累進レンズには、遠くの距離から近くの距離までピントを合わせることができ、主に遠くの見えやすさと視野を広くする「遠近両用レンズ」、50~70cmに素早く楽にピントが合い、中間距離の視野の広さを重視した「中近両用レンズ」、手元から身の回りといった近くを重視した「近々両用レンズ」の3種類がある。ひと昔前は、度の切り替え位置が見て分かるものもあったが、最近はレンズ性能が進化しているので、見た目には普通の眼鏡と変わらないという。見る距離によって眼鏡をかけ替える必要がないので、老眼だと気付かれたくない人に向いているそう。

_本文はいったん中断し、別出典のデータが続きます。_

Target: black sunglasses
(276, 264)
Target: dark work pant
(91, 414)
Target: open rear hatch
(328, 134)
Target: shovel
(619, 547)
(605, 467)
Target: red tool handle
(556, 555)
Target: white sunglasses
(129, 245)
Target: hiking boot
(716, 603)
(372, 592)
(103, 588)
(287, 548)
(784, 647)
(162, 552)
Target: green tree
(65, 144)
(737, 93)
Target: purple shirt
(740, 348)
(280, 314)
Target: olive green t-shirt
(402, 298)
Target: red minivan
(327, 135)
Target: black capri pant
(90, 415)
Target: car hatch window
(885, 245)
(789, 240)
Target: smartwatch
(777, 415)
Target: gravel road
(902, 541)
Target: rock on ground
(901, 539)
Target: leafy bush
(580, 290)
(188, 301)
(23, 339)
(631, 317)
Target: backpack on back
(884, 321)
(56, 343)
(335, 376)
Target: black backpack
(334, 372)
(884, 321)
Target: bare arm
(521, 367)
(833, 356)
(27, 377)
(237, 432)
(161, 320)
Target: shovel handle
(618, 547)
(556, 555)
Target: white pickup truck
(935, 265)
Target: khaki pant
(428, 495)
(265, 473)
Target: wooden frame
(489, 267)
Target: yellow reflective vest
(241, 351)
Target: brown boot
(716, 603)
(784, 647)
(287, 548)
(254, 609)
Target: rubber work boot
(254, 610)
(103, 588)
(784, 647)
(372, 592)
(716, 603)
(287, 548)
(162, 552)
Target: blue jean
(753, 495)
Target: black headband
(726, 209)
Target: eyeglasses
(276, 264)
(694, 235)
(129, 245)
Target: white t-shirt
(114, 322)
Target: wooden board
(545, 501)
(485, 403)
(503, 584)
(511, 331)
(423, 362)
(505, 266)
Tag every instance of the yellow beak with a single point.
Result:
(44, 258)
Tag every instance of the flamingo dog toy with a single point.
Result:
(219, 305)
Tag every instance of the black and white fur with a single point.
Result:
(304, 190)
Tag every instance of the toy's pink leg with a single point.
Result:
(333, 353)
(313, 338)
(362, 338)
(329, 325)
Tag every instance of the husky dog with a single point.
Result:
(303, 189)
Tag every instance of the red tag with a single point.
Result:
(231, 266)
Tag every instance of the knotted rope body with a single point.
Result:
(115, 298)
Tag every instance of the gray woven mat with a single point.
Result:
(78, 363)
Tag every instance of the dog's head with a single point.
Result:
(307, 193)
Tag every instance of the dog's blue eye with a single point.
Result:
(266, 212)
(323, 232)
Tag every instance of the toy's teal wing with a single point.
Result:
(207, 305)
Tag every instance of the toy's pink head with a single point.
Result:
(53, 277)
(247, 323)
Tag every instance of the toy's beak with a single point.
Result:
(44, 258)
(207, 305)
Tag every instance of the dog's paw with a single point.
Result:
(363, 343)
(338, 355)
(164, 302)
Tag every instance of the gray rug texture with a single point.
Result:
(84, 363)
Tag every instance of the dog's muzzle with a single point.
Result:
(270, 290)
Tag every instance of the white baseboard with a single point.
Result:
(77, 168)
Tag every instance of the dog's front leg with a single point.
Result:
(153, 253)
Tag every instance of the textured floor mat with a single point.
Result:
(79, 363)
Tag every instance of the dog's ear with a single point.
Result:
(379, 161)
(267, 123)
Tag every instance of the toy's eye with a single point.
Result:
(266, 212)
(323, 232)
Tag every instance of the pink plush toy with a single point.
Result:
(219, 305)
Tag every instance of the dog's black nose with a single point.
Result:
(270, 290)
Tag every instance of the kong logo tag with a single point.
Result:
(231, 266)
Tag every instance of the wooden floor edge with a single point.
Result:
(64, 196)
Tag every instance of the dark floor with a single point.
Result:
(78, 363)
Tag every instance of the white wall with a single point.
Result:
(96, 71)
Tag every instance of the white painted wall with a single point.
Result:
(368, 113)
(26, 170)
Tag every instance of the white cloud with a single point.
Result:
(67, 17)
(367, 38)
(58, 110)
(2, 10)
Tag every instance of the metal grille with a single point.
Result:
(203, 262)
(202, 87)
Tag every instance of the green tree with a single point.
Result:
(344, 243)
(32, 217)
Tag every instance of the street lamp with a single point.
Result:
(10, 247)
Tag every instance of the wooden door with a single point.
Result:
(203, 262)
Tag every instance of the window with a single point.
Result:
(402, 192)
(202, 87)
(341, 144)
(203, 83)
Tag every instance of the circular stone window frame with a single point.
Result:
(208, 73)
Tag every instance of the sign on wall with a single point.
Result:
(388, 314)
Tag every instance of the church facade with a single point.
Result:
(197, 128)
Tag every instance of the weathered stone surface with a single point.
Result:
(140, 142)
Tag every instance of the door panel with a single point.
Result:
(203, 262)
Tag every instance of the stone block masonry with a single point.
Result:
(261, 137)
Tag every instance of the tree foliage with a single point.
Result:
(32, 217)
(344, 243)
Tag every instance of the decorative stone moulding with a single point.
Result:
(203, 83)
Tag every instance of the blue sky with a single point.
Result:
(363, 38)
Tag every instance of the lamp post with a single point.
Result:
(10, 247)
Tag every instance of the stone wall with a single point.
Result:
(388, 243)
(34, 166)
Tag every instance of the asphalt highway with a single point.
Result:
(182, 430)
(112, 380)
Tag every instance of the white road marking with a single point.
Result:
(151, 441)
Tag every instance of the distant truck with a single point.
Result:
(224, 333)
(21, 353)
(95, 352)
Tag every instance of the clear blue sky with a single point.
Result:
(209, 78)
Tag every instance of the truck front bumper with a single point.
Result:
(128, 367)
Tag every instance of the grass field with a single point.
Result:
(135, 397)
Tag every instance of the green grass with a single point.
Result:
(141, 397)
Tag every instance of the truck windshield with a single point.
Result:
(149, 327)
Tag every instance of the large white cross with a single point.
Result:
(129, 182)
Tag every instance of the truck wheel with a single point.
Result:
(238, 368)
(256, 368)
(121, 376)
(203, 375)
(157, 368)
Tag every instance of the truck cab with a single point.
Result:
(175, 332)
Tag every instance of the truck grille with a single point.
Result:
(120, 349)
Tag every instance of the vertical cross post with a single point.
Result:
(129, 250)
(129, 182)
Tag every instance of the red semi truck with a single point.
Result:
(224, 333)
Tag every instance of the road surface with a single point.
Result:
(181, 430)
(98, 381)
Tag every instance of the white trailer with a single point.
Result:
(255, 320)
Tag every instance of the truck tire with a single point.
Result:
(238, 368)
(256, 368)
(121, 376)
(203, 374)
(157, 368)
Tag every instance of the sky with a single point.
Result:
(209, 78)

また、遠近両用のコンタクトもあるので、コンタクト派であればそちらも検討できる。コンタクトレンズで対策したい場合は、まずは眼科を受診して目の状態を詳しく検査し、発行してもらったコンタクトレンズ指示書を眼鏡店やコンタクトレンズ店へ持参し、購入することができる。
老眼対策用眼鏡は、いつから使い始めたら良い?
累進レンズは、40歳になったあたりから使用することが推奨される。老眼の症状が進んだ60代以降に初めて使用する場合、累進レンズ特有の視点の動かし方に慣れず諦めてしまう人が多くいるが、調節力がまだある40代から使い始めれば、比較的慣れやすく、スムーズにかけ続けることができるという。視力の状態によっては、累進レンズではなく、老眼鏡の使用で十分な場合もある。また、60歳を過ぎると遠近両用レンズ1本だけでは対策が難しくなり、中近レンズや、近々レンズとの併用が必要になることも。取扱いレンズの種類やグレードは眼鏡店によって異なるため、相談し、自分に合った対策を見つけることができる。